Managing and treating non-septic lower airway diseases in horses

In adult horses, most lower airway diseases occur due to non-septic inflammation.

Inhaled particulates are implicated in the majority of cases, with organic matter such as mould spores, endotoxin, ammonia and hay dusts being potent triggers of lower airway inflammation. Inorganic particulates may also play a role.

Differentiation of recurrent airway obstruction (RAO) and inflammatory airway disease (IAD) can be challenging and may be academic as recommendations for treatment are generally similar and based on the severity of inflammation and clinical signs.

While it is helpful to distinguish RAO and IAD as distinct conditions, in reality they may represent different points in a spectrum of, as yet, poorly characterised non-septic lower airway diseases, in the author’s opinion.

RAO is a hypersensitivity-mediated neutrophilic airway disease. IAD represents a non-allergic response to inhaled particulates and results in inflammation characterised by increased numbers of neutrophils, eosinophils or mast cells.

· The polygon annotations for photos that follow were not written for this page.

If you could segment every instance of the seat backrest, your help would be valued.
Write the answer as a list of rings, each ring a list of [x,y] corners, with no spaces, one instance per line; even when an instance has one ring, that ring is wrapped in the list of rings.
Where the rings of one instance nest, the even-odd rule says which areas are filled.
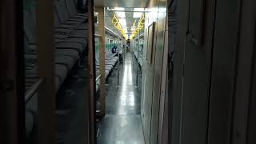
[[[23,26],[24,26],[24,33],[27,38],[28,43],[36,44],[36,30],[35,30],[35,19],[34,19],[34,10],[23,10]]]
[[[58,27],[58,26],[61,25],[61,22],[57,14],[56,9],[54,10],[54,26]]]
[[[54,2],[56,12],[61,22],[70,19],[70,14],[66,10],[65,0],[58,0]]]

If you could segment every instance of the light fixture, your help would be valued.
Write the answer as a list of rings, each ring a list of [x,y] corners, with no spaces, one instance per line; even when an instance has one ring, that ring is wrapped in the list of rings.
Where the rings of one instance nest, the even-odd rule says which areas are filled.
[[[120,18],[126,18],[126,13],[125,12],[120,12],[120,11],[124,11],[125,10],[125,8],[123,7],[114,7],[114,10],[118,10],[116,12],[116,14],[118,14],[118,16]],[[120,11],[119,11],[120,10]]]
[[[119,19],[121,26],[126,26],[126,19]]]
[[[134,18],[138,18],[142,16],[142,14],[143,14],[142,12],[138,12],[138,11],[143,11],[144,9],[143,8],[134,8]]]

The clinical signs associated with RAO are more severe and, frequently, there may be increased effort of breathing as well as coughing.

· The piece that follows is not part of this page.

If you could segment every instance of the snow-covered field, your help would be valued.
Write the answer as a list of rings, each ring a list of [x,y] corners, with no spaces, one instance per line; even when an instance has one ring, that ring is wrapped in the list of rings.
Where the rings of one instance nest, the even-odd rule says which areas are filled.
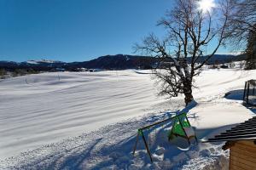
[[[147,133],[153,164],[142,140],[133,156],[137,129],[184,109],[199,139],[216,134],[255,115],[241,100],[244,82],[252,78],[256,71],[204,71],[195,78],[197,104],[185,109],[182,96],[156,97],[150,74],[131,70],[1,81],[0,169],[227,168],[221,144],[182,150],[167,141],[170,124]]]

In IAD, signs of respiratory dysfunction are not evident at rest and the condition is generally associated with mild clinical or sub-clinical disease and poor performance.

Horses affected by RAO tend to be five years of age or older, while horses with IAD are usually young, but may be of any age.

Treatment of RAO has been the subject of considerable amounts of research, while little has been published on the treatment of IAD. As a result, recommendations for the management of IAD are often anecdotal and/or derived from research performed in horses with RAO.

Environmental management

Improvements in air hygiene are central to the effective control of both RAO^1-3 and IAD^2,4 (Figure 1).

Without effective management of the environment and removal of the cause of inflammation, the benefits of pharmaceutical treatment in RAO will be, at best, slight or transient⁵; or possibly non-existent^6-8. Without modification of the environment, markers of airway inflammation are unlikely to improve^6-8.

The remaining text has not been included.